Mary, who is used to getting what she wants all the time, tells Lord Gillingham that she is breaking off their relationship. She seems to think that will be the end of their liaison. But Gillingham is having none of that. They’ve slept together. Mary has agreed to marry him and that is that. “We’ll get through this together,” he tells her. Mary still doesn’t seem to get the message, and I doubt we’ve seen the last of Lord Gillingham. And because every man is in love with Mary, Charles Blake also makes a reappearance and takes Mary out to dinner. I kind of see Gillingham trashing Mary’s reputation.
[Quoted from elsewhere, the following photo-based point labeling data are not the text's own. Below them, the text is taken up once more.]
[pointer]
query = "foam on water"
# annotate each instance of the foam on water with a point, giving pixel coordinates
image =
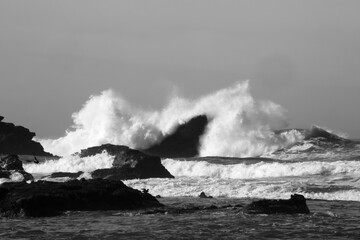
(240, 125)
(259, 170)
(72, 163)
(237, 188)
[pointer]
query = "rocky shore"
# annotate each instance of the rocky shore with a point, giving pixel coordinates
(42, 199)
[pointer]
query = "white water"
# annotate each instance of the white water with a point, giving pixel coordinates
(241, 125)
(71, 164)
(260, 170)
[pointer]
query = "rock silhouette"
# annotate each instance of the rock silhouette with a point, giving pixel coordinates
(296, 204)
(42, 199)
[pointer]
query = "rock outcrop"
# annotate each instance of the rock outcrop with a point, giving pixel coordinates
(18, 140)
(296, 204)
(12, 165)
(184, 142)
(41, 199)
(128, 163)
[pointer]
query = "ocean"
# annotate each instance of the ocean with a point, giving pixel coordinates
(241, 159)
(325, 168)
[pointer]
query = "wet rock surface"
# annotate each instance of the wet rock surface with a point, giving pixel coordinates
(41, 199)
(18, 140)
(296, 204)
(12, 165)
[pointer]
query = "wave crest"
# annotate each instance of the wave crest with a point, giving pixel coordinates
(241, 126)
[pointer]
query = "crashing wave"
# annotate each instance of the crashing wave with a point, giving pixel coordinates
(240, 125)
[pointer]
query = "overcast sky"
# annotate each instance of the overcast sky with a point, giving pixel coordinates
(304, 55)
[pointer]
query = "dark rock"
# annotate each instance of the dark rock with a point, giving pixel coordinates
(66, 174)
(128, 164)
(203, 195)
(296, 204)
(41, 199)
(183, 142)
(11, 164)
(18, 140)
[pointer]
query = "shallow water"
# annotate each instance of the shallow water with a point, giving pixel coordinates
(328, 220)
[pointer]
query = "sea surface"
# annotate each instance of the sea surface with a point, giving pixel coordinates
(328, 220)
(323, 167)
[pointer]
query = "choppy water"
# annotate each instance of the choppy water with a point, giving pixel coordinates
(328, 220)
(324, 167)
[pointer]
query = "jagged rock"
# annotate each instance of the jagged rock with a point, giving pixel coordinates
(128, 163)
(11, 164)
(66, 174)
(40, 199)
(296, 204)
(203, 195)
(18, 140)
(183, 142)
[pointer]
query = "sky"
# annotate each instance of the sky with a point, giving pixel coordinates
(301, 54)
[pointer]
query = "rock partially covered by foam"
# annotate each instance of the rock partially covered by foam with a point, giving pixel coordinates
(296, 204)
(18, 140)
(11, 165)
(128, 163)
(183, 142)
(41, 199)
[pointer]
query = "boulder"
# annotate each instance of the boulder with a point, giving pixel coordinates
(18, 140)
(128, 163)
(296, 204)
(11, 164)
(41, 199)
(66, 174)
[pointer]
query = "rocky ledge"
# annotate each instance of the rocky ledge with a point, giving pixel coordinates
(296, 204)
(41, 199)
(11, 166)
(18, 140)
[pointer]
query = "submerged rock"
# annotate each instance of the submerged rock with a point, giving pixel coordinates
(296, 204)
(41, 199)
(11, 165)
(128, 163)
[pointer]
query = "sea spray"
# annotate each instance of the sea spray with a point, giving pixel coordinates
(240, 125)
(260, 169)
(72, 163)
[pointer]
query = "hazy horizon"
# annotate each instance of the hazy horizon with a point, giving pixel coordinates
(302, 55)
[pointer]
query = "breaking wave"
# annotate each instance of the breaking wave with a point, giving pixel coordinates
(260, 169)
(73, 163)
(240, 125)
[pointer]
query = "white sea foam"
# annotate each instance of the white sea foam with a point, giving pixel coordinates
(72, 164)
(236, 188)
(240, 126)
(259, 170)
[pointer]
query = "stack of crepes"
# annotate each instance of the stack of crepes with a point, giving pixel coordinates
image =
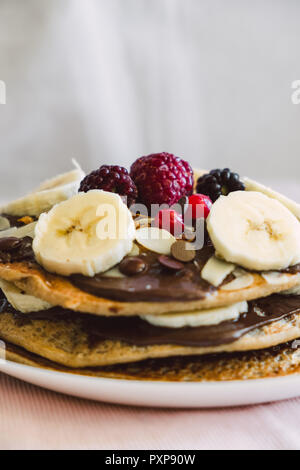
(143, 305)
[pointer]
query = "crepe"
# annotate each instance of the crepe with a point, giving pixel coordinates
(279, 361)
(57, 290)
(66, 341)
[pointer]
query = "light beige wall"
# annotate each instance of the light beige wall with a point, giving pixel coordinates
(110, 80)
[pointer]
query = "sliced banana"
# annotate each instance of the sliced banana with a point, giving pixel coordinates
(252, 185)
(199, 318)
(48, 194)
(19, 232)
(254, 231)
(87, 234)
(155, 239)
(20, 301)
(216, 270)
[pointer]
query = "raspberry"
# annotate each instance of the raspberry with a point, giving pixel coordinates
(114, 179)
(169, 220)
(162, 178)
(198, 201)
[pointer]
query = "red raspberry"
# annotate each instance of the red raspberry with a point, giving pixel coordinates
(162, 178)
(114, 179)
(169, 220)
(200, 201)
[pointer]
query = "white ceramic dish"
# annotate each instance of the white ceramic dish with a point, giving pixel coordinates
(159, 394)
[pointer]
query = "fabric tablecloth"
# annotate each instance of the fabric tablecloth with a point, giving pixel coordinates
(33, 418)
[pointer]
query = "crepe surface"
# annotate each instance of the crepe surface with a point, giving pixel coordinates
(66, 341)
(279, 361)
(60, 291)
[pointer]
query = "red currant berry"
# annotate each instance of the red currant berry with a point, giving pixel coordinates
(169, 220)
(199, 206)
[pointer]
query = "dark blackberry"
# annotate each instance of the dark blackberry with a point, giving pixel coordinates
(114, 179)
(219, 182)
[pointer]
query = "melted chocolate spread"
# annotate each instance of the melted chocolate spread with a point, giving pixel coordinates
(135, 331)
(157, 283)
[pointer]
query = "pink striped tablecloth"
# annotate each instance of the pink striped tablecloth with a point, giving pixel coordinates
(33, 418)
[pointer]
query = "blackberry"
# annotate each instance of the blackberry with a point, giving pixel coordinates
(114, 179)
(219, 182)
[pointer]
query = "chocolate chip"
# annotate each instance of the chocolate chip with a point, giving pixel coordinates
(132, 265)
(189, 235)
(170, 263)
(182, 251)
(10, 243)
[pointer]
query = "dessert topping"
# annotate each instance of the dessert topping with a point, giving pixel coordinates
(132, 265)
(88, 234)
(219, 182)
(114, 179)
(169, 220)
(155, 239)
(254, 231)
(162, 178)
(183, 251)
(170, 263)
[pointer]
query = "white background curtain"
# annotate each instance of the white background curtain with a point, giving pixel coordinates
(106, 81)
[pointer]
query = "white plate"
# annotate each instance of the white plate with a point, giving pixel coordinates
(159, 394)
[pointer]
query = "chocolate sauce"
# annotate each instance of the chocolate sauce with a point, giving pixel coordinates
(158, 283)
(14, 249)
(135, 331)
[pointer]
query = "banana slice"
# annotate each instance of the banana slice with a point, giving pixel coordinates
(22, 302)
(252, 185)
(212, 316)
(254, 231)
(19, 232)
(88, 234)
(48, 194)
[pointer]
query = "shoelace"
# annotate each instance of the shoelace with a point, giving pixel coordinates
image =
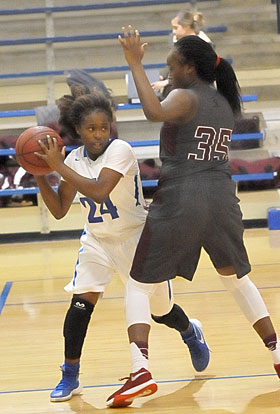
(121, 379)
(64, 382)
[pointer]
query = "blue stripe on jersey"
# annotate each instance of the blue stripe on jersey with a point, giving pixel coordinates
(169, 290)
(136, 194)
(77, 262)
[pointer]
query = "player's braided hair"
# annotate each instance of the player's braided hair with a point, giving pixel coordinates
(201, 54)
(73, 108)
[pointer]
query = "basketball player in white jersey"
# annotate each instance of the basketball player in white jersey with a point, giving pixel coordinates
(105, 174)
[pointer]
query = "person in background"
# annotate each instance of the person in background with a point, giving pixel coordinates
(195, 205)
(105, 174)
(183, 24)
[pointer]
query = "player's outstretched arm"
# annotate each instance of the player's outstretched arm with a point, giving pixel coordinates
(58, 202)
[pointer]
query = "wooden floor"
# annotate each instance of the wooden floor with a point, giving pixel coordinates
(240, 378)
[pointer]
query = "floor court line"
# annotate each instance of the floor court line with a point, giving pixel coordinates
(233, 377)
(4, 294)
(6, 290)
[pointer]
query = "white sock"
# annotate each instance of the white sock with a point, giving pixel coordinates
(138, 360)
(247, 297)
(276, 353)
How about you?

Mary’s not the only one with romantic troubles. Lord Merton surprises Isobel with a very sincere proposal. Isobel agrees to think about his offer, much to Violet’s chagrin. A marriage to Lord Merton would put Isobel on equal social footing with her, and Violet can’t abide that.

The investigation into the death of Mr. Green continues (yawn). But now it’s Anna who is a suspect. When Mary tells Anna to take a note to Lord Gillingham, a plain clothes officer sees Anna and follows her as she goes to the place where Mr. Green died. Perhaps the only thing that will make Mr. Bates tell the truth is if Anna is arrested.

Simon Bricker is back, and again he’s rather boldly flirting with Cora (“I think everything about Downton is beautiful including its mistress”) much to Robert’s dismay. But Robert isn’t helping matters by refusing to believe that Simon actually enjoys talking art with Cora, and values her opinion.

Poor Edith (can we officially change her name from Lady Edith to Poor Edith?) continues to be banned from seeing Marigold and basically resorts to stalking her daughter—and still, no one really notices how sad she is. She’s the Eeyore of Downton Abbey. (“Thanks for noticing me.”) But she may actually find out what happened to Michael Gregson. I’m still hoping for some big plot twist there.

Lord Grantham is slowly agreeing to some of the changes Mary and Tom are suggesting. They will build on Downton but will expand without spoiling the land. At the halfway mark for the season, I’m still waiting for the show to really get going. How about you?

Other thoughts:
• “Hope is a tease designed to prevent us from accepting reality.” That Violet. She doesn’t mince words.
• There were quite a few scenes tonight where the background was decidedly fake (the Piccadilly scenes in particular come to mind), and it was distracting.
• Poor Mr. Mosely. He is so the show’s punching bag.